12 So then, each of us will give an account of ourselves to God.
13 Therefore let us stop passing judgment on one another. Instead, make up your mind not to put any stumbling block or obstacle in the way of a brother or sister.
So, how should Christians with different convictions treat each other? And how should they treat non-Christians?
We are all in different places in our faith journey. Each of us has differing levels of biblical knowledge; experiences in relationships, church, family or friends; weaknesses or temptations--every faith journey is unique. We love Jesus, but all of our approaches to our faith and personal convictions will come from different places--and that’s ok.
What we can all agree on is that we will all always have more to learn, understand and apply about God’s plan for our lives, so we need not knock each other down. (Romans 14:10)
Here are a few positive actions you can take when you encounter someone with different convictions than your own:
Be respectful. Not everyone is at the same place in their faith journey. Don’t look down on someone who is newer or weaker in the faith. Pray for them. And don’t assume you know everything there is to know about God’s plans for the other person. (2 Tim 2:24)
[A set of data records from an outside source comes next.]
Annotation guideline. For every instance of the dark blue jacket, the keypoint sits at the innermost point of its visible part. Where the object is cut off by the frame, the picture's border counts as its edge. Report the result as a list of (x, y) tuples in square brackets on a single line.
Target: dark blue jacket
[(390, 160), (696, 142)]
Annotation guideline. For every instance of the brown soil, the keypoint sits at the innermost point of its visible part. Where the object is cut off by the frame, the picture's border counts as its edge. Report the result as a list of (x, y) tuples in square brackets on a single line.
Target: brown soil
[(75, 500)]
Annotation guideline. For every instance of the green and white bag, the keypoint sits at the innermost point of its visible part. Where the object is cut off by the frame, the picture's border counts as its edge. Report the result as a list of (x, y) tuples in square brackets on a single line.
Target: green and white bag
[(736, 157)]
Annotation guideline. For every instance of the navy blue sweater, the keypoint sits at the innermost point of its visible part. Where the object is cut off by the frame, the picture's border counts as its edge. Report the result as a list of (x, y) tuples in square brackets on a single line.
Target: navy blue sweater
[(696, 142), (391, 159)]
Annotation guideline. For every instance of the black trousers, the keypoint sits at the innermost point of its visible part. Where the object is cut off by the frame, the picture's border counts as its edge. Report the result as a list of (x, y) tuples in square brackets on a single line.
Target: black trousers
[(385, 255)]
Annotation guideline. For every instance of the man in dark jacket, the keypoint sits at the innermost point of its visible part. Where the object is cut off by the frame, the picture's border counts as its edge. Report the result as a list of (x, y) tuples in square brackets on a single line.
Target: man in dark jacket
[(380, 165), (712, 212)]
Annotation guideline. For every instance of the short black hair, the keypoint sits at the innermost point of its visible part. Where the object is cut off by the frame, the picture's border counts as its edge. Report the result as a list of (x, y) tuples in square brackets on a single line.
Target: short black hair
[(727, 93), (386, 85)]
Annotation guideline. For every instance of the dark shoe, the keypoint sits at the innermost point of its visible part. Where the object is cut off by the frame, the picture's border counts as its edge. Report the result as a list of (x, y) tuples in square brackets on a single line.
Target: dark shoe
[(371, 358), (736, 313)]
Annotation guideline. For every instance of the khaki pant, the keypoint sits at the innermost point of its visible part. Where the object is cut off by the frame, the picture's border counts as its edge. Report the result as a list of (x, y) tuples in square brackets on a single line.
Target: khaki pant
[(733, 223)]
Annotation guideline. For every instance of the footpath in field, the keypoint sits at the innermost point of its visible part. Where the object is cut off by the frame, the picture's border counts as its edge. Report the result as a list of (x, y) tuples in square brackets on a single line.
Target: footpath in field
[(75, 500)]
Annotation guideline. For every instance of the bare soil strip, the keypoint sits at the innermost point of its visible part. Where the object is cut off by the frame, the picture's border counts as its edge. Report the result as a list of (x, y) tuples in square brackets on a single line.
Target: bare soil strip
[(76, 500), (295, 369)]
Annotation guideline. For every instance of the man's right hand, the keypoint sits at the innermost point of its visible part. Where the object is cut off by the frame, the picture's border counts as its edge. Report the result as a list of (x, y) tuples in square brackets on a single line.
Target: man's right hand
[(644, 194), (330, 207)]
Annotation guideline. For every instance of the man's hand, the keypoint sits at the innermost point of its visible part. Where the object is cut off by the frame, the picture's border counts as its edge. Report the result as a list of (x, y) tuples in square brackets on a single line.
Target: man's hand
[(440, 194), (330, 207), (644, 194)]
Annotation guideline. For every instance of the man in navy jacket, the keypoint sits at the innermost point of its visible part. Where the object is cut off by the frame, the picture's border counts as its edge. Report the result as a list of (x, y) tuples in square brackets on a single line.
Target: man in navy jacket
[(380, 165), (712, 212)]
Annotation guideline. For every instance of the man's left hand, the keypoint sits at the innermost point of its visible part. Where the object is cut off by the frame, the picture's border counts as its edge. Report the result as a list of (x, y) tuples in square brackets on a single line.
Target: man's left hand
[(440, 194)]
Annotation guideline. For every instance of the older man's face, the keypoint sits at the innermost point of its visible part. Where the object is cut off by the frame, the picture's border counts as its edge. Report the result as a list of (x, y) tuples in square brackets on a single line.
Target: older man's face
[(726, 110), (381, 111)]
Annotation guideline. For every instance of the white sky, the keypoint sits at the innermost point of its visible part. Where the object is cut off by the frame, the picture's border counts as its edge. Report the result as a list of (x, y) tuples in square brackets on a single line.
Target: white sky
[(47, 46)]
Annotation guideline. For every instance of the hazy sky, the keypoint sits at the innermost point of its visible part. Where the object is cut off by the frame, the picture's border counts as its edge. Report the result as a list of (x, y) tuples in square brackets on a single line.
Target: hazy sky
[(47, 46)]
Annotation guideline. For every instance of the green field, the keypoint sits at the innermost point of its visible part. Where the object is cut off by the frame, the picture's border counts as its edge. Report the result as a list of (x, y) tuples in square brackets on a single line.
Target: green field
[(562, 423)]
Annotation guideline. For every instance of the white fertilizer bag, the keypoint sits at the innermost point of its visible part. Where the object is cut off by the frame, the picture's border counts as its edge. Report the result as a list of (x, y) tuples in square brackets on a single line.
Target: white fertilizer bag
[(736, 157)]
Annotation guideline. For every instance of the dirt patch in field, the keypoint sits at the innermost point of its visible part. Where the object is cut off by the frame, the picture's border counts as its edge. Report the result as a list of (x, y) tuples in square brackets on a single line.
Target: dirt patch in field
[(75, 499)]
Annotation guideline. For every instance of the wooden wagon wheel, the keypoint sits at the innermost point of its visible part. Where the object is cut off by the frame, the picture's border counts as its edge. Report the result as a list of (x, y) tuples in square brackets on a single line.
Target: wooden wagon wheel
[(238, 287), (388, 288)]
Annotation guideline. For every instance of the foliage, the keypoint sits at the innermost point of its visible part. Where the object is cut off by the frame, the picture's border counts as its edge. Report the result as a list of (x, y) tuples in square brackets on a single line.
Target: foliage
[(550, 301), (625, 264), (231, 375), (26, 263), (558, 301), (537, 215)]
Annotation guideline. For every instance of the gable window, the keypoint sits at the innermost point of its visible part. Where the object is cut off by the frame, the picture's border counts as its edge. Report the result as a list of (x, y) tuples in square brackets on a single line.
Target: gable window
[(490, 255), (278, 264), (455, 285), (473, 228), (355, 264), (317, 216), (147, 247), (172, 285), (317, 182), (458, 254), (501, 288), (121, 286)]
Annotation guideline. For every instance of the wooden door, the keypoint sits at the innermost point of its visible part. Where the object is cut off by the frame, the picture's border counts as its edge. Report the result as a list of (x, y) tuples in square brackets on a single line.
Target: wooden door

Refuse to be a stumbling block. If someone shares a conviction that you strongly feel is not supported by the Bible, it’s okay to pass along some bible passages that speak to the topic. BUT, then give them time to read, study, ponder, and pray for guidance. Don’t try to talk them into going against their conscience. (Romans 14:13-15)
Don’t stumble. If you are the one with the conviction among those who aren’t convicted in the same way, do not go against your conscience. Remain faithful to God until you come to a good understanding of the biblical stance on the subject. Righteousness is rightness in God. Pursue it! (Proverbs 15:9)
Be open to being wrong. When confronted with a conviction that you don’t share--consider that you could have a misunderstanding. Respectfully ask questions or do some Bible study, pondering and praying or your own. Maybe God placed this person in your life to steer you in a better direction. (Proverbs 19:20-21)
And when no one can agree: (Seems like our world falls in this category, huh?)
If, in the end, you cannot come to an agreement regarding a particular conviction, don’t be a hater. You don’t have to part ways, ghost, or unfriend one another. You don’t have to agree to still show each other love and continue to grow in friendship and knowledge of Christ.
But, if that relationship does cause you to stumble in your own faith, it is ok to set healthy boundaries. It’s ok to walk away respectfully, dignity intact. In fact, I found it fascinating that in three of the Gospels it says this same thing:
“If anyone will not welcome you or listen to your words, leave that home or town and shake the dust off your feet.” Matthew 10:14 NIV, (Mark 6:11, Luke 9:5)
You do not have to sacrifice your peace or bend in your convictions simply because another human being feels you are in the wrong. We do not live for the approval of man; we do not live according to the world’s views; we are not here on this earth to please other humans. We are here to glorify God and love others as He first loved us.
If you are genuinely seeking God's truth, His wisdom and direction: you have nothing to fear.
So shake the dust off if you need to and keep standing your ground! We answer to God and God alone at the end of our days.
Do not compromise your eternity to fit in here on earth.
I hope that is helpful in some manner, God definitely laid this on my heart to share as practical application in this ever-changing world we are living in.